UDP is only a good protocol for delivering data when you don't care too much about whether the target receives the packet or not. Delivery is not guaranteed. In all other cases use TCP.
If you are determined to use UDP you will have to implement path MTU discovery in your protocol and prey that the routers/firewalls don't block the "fragmentation needed" ICMP packets. Which they shouldn't otherwise TCP wouldn't work either. But like I said, I've seen cases in the past where fragmentation needed ICMP packets are blocked or discarded and I had to manually tweak my own MTU.
UDP is a unreliable datagram protocol. The packets are not guaranteed to arrive at their destination, or in the order that you sent them either.
In addition, when sending packets larger than around 1500 bytes you'll find they get fragmented, or worse, dropped. The receiver will try to piece it together best it can.
But if anything is missing, goodbye packet.
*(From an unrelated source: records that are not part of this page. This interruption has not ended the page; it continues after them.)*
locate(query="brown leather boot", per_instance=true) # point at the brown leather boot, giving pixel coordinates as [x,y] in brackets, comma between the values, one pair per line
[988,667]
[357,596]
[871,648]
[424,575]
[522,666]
So really, the limit is actually around that 1500 byte mark but sometimes much less to ensure no fragmentation and that they arrive. To send data larger than that a higher level protocol is going to have to put them all back together for you and request anything thats missing.
How big will the images be? 64K might be too small anyway.
You have two or three options.
1) Use TCP - it's reliable and stream orientated. You don't have to worry about how big or small or fragmentation as this is taken care of for you.
2) Use UDP but develop a higher level application protocol on top. Depending on your protocol that could be quite a bit of work. I'm doing this right now though.
3) Have a look at using the UDT library. It's designed for transferring bulk data over a WAN and has better performance than TCP.
However, I would like to suggest that TCP will likely suit your needs just fine.